Auguro pieno successo a questo vostro itinerario di preparazione, che parla
già di per se stesso dello sforzo di rinnovamento del vostro Paese ed anche
dell’impegno con cui voi intendete dedicarvi al servizio delle comunicazioni
sociali, un servizio sempre più necessario e che impone formazione assidua e
integrale.
La Chiesa, che ha manifestato in vari modi e in numerose occasioni la sua
attenzione verso il mondo giornalistico, vede in voi degli “operatori,
servitori, artisti della parola” (Insegnamenti di Giovanni Paolo II, IX/1
[1986] 555).
Dai giornalisti si attende oggi un contributo assai vasto e ben preciso alla
retta informazione, in campo nazionale e internazionale, per favorire l’intesa
fra le persone e fra i popoli, la solidarietà senza barriere e legami di
fraternità fra tutti.

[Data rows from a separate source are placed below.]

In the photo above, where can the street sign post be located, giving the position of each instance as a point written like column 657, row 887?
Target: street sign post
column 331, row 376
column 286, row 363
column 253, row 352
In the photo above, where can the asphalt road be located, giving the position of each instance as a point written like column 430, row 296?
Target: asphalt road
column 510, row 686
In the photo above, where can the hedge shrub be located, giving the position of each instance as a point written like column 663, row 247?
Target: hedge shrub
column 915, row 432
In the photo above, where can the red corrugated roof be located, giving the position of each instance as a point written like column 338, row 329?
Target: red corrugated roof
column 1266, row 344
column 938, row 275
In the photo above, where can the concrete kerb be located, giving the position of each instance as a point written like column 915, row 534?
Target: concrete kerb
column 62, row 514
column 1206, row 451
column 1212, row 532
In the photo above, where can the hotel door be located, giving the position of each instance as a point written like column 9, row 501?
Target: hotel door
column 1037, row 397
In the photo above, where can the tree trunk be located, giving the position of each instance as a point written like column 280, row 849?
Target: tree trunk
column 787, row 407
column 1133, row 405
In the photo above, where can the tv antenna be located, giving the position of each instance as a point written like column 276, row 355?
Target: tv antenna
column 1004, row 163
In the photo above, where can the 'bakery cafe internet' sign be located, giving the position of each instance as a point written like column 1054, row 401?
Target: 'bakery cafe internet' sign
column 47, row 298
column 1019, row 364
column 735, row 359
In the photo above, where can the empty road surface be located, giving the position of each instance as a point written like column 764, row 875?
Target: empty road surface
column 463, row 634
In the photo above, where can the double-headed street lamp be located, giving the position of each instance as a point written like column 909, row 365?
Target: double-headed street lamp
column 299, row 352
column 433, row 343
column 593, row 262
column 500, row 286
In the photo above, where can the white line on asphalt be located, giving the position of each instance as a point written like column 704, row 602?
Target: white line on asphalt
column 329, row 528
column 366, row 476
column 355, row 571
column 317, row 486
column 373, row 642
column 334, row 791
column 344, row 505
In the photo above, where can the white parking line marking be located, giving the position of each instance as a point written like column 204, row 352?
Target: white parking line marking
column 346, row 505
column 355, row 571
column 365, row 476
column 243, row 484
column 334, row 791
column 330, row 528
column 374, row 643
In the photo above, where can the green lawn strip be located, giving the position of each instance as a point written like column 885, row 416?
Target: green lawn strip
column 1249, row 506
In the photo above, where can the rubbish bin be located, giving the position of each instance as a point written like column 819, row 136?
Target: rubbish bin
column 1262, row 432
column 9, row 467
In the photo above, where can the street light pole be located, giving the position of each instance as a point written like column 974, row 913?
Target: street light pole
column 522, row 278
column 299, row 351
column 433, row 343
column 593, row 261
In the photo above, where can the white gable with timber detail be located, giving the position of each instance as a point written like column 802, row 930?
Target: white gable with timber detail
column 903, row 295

Voi siete ora agli inizi della vostra carriera: vi auguro
di incominciarla nel migliore dei modi, anzitutto come “uomini della verità” (Insegnamenti
di Giovanni Paolo II, IX/1 [1986] 555).
Sappiate essere fedeli alle nobili tradizioni culturali e spirituali del
vostro Paese ed attenti alle aspirazioni di tanti fratelli che, nel mondo,
lottano per una vita più degna e rispettosa delle persone.
Con questo auspicio elevo preghiere a Dio perché la sua luce vi accompagni
sempre e benedica le vostre famiglie e la vostra amata Patria.